Last she’d heard, Zara was working at a think tank. No idea which one.
She stared at the message again.
Things aren’t what they seem with DC.
She typed: Zara? Is this really you?
No reply.
She waited. A minute passed. Then two.
She tried to call.
Rang once. Then voicemail.
Aisha swore under her breath and threw the phone onto the couch.
Imran gave her a look. “Something tells me she’s not writing to catch up.”
“No,” Aisha muttered. “She’s in PRM now. She’s one of Carver’s strategists.”
Imran blinked. “You’re kidding.”
“I wish I was.”
The laptop pinged again. A comment on her f*******: page.
She clicked it.
Someone had posted a photo of her outside a mosque during Ramadan.

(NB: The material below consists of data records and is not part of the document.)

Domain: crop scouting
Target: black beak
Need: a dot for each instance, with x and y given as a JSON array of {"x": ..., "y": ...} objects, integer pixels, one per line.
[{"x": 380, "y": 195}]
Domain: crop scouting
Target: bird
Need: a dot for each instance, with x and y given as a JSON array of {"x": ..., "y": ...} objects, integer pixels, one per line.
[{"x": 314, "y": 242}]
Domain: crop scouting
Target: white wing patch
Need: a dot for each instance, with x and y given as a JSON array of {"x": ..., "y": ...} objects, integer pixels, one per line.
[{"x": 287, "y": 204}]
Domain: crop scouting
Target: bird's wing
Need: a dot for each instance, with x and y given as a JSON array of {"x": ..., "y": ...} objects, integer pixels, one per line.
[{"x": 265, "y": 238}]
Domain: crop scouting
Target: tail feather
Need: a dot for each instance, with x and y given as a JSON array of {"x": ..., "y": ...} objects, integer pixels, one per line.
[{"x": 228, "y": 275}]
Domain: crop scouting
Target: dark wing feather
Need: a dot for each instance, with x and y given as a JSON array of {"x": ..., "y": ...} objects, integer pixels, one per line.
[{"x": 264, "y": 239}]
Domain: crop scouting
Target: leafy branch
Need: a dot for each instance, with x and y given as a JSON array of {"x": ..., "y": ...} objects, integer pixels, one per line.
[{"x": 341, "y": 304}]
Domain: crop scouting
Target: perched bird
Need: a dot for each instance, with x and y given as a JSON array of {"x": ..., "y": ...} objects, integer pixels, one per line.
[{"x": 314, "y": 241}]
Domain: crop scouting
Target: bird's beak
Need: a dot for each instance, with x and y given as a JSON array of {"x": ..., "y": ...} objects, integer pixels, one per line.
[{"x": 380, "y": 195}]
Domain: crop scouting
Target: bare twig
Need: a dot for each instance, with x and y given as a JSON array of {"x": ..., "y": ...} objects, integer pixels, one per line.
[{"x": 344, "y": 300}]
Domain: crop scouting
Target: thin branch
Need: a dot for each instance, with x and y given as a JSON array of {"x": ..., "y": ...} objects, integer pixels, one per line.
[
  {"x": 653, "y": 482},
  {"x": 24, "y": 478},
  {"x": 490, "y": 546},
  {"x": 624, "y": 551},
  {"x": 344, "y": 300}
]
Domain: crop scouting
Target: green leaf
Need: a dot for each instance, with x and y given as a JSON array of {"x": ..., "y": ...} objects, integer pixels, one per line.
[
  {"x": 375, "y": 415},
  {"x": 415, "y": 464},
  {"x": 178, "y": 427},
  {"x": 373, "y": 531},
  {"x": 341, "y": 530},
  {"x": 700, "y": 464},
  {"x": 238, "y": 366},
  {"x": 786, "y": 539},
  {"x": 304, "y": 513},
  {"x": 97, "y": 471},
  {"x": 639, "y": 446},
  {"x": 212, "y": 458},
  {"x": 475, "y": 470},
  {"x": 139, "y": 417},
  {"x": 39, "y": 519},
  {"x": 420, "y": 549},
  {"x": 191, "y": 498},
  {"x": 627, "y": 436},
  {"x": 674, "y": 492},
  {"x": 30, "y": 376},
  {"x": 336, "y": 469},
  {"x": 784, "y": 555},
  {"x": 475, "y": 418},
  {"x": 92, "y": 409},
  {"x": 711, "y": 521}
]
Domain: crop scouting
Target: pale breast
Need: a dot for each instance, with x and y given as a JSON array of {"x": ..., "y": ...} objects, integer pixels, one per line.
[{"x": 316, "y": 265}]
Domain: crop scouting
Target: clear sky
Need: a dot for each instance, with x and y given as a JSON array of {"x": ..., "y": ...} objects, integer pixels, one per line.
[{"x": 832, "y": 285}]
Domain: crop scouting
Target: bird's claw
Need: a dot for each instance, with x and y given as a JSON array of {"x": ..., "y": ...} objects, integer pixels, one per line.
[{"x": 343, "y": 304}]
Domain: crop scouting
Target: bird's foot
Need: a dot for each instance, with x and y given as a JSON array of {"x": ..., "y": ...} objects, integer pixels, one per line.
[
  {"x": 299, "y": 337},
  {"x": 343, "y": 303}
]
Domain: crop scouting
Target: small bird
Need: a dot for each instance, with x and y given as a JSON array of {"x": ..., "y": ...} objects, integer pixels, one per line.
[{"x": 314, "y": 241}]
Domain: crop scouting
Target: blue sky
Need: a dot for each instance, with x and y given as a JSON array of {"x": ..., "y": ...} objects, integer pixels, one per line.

“This your MP? Wonder where her loyalties lie when the riots start.”
Her jaw clenched.
She stood. “I need some air.”
Imran looked worried. “It’s late.”
“I know.”
“I’ll come with you.”
“I need to go alone.”
She pulled on her coat, grabbed a scarf, and stepped into the night.
The street was quiet. Just a few cats prowling bins and the occasional hum of a night bus in the distance. Streetlights buzzed overhead, some flickering like the ones in the community center. Like even the electricity in this town had decided to give up.
She walked slowly, footsteps echoing on the damp pavement.
It had rained earlier. The puddles reflected everything—lamplight, broken windows, forgotten lives.
She passed Mrs. Malik’s house. A PRM leaflet fluttered in the letterbox.
Then the Thompsons’—PRM on the step.
Then Mr. Andrews, who once baked cupcakes for her campaign team. A Carver poster in the window now, bold and blood-red, eyes watching.
She felt something twist in her chest. Not quite betrayal. Something older. Like being uninvited from a family gathering and realizing they’d never missed you at all.
Halfway down the high street, she stopped.
The billboard loomed over the pharmacy, just where the Boots sign used to be before it shut down. Twenty feet tall. Carver’s face in crisp resolution, eyes gleaming like they’d been blessed by God.
Beneath it, in bold:
“Britain Back.”
No mention of policy. No facts. Just a feeling.
She stared up at it, arms folded tight across her chest.
How had he done it?
How had this… movement, this man, this thing taken root so fast?
Not with ideas. Not with truth.
With hunger.
That billboard wasn’t a message. It was a spell.
She stood there for what felt like hours, the wind tugging at her coat, until the first bus of the morning wheezed past.
Somewhere in the back of her mind, she thought: It’s already here. It’s already begun.